It’s widely expected that the Boston Celtics will draft Washington guard Markelle Fultz with the No. 1 pick in the 2017 NBA Draft.
While nothing is for certain at this time, we will operate under the assumption that this will occur.
The Los Angeles Lakers will then be on the clock with the second overall selection in the first round. There are multiple players vying for the spot. Should Fultz be off the board, the Lakers would likely narrow it down to a trio of players: Kansas F/G Josh Jackson, Kentucky PG De’Aaron Fox, and UCLA PG Lonzo Ball.
Jackson is a fantastic prospect. He’s got terrific positional versatility — as he can guard multiple spots on the floor. Jackson can shoot it from the perimeter, and use his athleticism to attack the cup. With that said, it’s unlikely that the Lakers would pull the trigger on Jackson — considering Brandon Ingram was the selection a season ago. In theory, the choice would then be down to Ball and Fox.
Draft Express’ Jonathan Givony tweeted out these thoughts:
Word out of LA is Lonzo Ball is heavy favorite at #2, but will take a long hard look at De’Aaron Fox too. Hoping for a head to head workout.
— Jonathan Givony (@DraftExpress) May 17, 2017
Fox is the better athlete of the two. Possessing world-class quickness and agility, he’s adept at slithering his way to the rim at will. Fox is equipped with a myriad of floaters and tear drops around the basket, and can finish at the rim quite well. Defensively, he’s buoyed by length and athleticism.

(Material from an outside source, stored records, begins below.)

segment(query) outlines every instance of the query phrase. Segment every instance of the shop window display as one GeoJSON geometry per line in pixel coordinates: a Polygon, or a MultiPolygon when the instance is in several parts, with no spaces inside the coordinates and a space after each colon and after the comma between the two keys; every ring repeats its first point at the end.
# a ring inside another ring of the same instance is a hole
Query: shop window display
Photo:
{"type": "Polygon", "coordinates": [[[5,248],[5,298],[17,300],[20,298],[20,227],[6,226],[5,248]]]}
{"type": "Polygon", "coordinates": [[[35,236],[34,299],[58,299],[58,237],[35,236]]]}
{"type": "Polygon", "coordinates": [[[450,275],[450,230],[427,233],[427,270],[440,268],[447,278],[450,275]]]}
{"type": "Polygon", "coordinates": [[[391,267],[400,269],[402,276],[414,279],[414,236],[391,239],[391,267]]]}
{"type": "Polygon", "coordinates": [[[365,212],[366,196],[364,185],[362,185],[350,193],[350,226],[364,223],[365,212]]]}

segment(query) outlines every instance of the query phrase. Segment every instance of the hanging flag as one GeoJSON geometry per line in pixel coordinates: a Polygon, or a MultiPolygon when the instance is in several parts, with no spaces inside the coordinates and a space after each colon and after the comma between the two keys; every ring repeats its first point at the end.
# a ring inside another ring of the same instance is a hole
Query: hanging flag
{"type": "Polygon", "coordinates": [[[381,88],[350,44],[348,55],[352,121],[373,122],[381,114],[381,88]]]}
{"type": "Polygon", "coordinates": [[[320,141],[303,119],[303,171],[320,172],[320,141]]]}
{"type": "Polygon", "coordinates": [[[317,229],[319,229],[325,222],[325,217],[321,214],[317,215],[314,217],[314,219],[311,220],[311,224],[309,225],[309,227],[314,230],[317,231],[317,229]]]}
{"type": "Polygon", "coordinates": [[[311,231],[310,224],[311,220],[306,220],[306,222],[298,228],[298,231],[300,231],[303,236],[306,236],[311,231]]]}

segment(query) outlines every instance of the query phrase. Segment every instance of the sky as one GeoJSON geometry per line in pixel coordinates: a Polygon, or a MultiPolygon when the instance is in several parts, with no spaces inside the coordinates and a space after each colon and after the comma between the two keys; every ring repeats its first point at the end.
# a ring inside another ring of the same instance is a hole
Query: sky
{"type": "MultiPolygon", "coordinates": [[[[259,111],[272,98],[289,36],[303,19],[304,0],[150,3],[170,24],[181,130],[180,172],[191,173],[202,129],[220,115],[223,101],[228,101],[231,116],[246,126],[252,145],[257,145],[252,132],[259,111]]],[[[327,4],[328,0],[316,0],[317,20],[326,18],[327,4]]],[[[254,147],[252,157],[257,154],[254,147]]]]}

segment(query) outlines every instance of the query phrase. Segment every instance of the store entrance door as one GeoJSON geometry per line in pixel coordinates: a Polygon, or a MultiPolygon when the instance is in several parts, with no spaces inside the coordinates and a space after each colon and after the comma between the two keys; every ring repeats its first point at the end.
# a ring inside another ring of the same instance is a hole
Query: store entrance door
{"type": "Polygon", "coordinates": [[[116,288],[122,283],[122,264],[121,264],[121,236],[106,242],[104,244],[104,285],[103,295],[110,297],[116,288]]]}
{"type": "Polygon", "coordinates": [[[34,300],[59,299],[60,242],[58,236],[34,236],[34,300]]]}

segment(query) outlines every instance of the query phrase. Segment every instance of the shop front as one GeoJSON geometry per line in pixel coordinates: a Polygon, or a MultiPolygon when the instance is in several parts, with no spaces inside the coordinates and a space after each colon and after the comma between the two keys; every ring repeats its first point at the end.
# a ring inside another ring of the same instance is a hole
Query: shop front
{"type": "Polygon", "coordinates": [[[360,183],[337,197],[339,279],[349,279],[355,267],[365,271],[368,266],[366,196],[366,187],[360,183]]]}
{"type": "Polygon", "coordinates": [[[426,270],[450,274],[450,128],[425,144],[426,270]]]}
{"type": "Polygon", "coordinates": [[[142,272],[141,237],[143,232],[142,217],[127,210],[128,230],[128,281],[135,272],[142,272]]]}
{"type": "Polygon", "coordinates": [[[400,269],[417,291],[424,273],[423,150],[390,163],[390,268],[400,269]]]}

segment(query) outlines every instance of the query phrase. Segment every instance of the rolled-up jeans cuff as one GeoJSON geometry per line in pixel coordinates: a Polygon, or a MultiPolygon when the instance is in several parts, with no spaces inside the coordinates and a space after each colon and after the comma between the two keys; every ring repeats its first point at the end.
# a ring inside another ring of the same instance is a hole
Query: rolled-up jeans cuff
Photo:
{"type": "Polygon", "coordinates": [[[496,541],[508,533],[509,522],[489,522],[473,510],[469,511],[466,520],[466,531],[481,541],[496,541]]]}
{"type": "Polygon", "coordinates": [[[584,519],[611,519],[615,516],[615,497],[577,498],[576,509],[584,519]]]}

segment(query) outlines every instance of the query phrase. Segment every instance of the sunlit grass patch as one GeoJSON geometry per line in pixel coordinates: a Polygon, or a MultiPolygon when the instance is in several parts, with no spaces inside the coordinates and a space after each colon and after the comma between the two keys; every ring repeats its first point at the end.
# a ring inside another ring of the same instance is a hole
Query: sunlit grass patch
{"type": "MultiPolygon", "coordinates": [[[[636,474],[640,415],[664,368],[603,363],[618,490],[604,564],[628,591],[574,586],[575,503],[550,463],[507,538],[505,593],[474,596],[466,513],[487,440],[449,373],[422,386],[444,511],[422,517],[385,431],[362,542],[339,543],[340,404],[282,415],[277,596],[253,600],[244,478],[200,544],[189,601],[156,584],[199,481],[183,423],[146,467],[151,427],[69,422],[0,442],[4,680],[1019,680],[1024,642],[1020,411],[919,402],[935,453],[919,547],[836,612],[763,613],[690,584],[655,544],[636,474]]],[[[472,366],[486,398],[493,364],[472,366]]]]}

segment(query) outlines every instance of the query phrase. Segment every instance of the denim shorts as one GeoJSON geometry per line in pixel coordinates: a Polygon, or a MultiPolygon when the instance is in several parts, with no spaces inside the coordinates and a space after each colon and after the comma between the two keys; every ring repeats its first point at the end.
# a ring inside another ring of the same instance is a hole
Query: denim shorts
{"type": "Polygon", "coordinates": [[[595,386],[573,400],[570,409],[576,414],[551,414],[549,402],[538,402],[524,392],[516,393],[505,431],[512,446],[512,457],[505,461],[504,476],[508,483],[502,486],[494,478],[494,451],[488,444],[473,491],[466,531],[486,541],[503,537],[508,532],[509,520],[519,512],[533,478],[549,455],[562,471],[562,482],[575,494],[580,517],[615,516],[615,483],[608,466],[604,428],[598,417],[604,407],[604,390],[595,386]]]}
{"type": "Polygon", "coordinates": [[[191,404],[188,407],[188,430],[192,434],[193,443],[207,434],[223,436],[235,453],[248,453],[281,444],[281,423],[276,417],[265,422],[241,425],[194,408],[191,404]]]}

There are two main deterrents in Fox’s game. For one, he’s still a bit slight from a frame standpoint. Fox will need to put on both weight and strength (which should happen as he physically matures). Secondly, his shooting from the perimeter is atrocious. Fox shot 24.6-percent from three-point range this past year. Considering the current climate of the NBA, this simply cannot happen if Fox is to develop into a star point guard.
Ball is three inches taller than Fox (6’6″). His length and overall size makes him a very tough cover for smaller guards to match-up against. Ball led the NCAA in assists this past season. He also engineered arguably the best offense in all of College Basketball.
Ball’s ability to make teammates better is immense. He’s able to see the play unfold before it fully develops. Ball truly a is once-in-a-generation-type pass-first point guard. While his funky shot could be an issue going right off the dribble, he’s shot over 40-percent from three-point land. There’s no doubt Ball is a unique — and unconventional — player. However, with the right fit, he could be transcendent.
The two squared off versus each other twice in the regular season, with their respective teams splitting the two-game series. Head-to-head match-ups are traditionally an effective barometer when comparing players. Here’s how each fared in the contests:
14 points, 5/12 from the field, 6 rebounds, 7 assists, 1 block, 1 steal (Win at Kentucky)
10 points, 4-10 from the field, 3 rebounds, 8 assists, 2 blocks (Loss vs. Kentucky in NCAA Tournament)
20 points, 8-of-20 from the field, 2 rebounds, 9 assists, 1 steal (Loss vs. UCLA)
39 points, 13-of-20 from the field, 3 rebounds, 4 assists, 2 steals (Win vs. UCLA in the NCAA Tournament)
At first glance, Fox did get the edge over Ball. He was able to utilize his athleticism and explosiveness to get to the rim, and pressured Ball a great deal of the time. Ball was able to shoot over Fox on step-back jumpers.
This tweet provides a comprehensive analytical breakdown comparing the two:
For the people who think Fox > Ball because of one game pic.twitter.com/zNkIbQel2M
— mart (@bruwinss) May 15, 2017
The Lakers will have a tough decision to make. Undoubtedly, the pressure surrounding Ball is palpable. Hailing from Southern California, the point guard starred at UCLA. Many have compared his game to current Lakers’ President Magic Johnson. Couple that with the entertaining nature of Ball’s game, and he appears to be a perfect fit for how head coach Luke Walton wants to play.
On the flip-side, Fox has a scary-high ceiling — perhaps on par with John Wall.
Only time will tell as to which direction the Lakers will pivot.